WASHINGTON (Pakistan Point News / Sputnik - 15th July, 2021) Ukraine President Petro Poroshenko's efforts to unite Orthodox Christian believers in the country in one church failed for canonical reasons, the Chairman of the Department of External Church Relations of the Russian Orthodox Church Metropolitan Hilarion (Alfeyev) said at a summit.

"There was an attempt by former President Petro Poroshenko to unite these groups. The attempt failed for purely canonical ecclesiastical reasons," the Metropolitan said at the International Religious Freedom summit in Washington on Wednesday..

In 2018, the independent Orthodox Church of Ukraine of the Kiev Patriarchate (UOC-KP) was formed via the merger of two other non-canonical branches of Orthodoxy in the country at the initiative of then-President Petro Poroshenko and the patriarchate of Constantinople.

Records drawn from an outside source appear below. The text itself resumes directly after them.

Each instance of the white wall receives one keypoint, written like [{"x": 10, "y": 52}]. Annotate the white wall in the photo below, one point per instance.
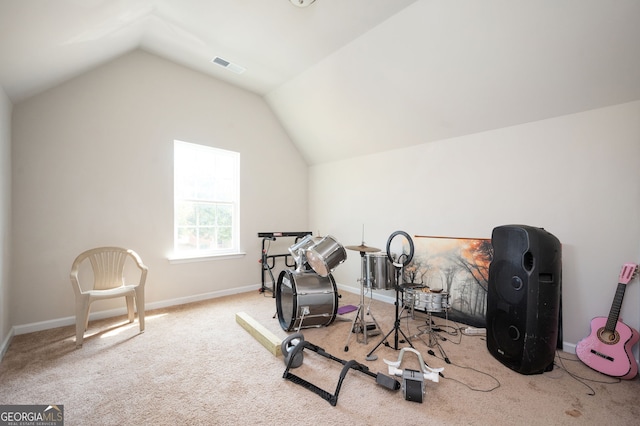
[
  {"x": 576, "y": 176},
  {"x": 92, "y": 166},
  {"x": 5, "y": 220}
]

The following year, Bartholomew I handed over the tomos of autocephaly, the decree of independence, to the UOC-KP. The Russian Orthodox Church (ROC), along with the Ukrainian Orthodox Church, which is historically a part of the Moscow Patriarchate, refused to recognize this. The Moscow Patriarchate has described the situation as the "legalization of schism," stressing that it would have catastrophic consequences and affect millions of Christians in Ukraine and other countries.

Metropolitan Hilarion said the Russian Orthodox Church is not only the church of the Russian Federation, it has a canonical jurisdiction in other countries of the former Russian Empire, as well as in China and Japan.

The Ukrainian Orthodox Church, the largest one in Ukraine, has canonical and spiritual ties with the larger Russian Orthodox Church, and maintains autonomy and self-governance within it.

"In the Ukrainian case we have an example of the violation of human rights and right of certain Orthodox Christians," the Metropolitan said.

After the formation of the new jurisdiction, it seized hundreds of church buildings previously belonging to the Ukrainian Orthodox Church, he said.

"About 500 churches were switched to another jurisdiction, and some of them were taken by violence. In some villages, we have priests and believers who do not have church buildings and pray in the field," he said.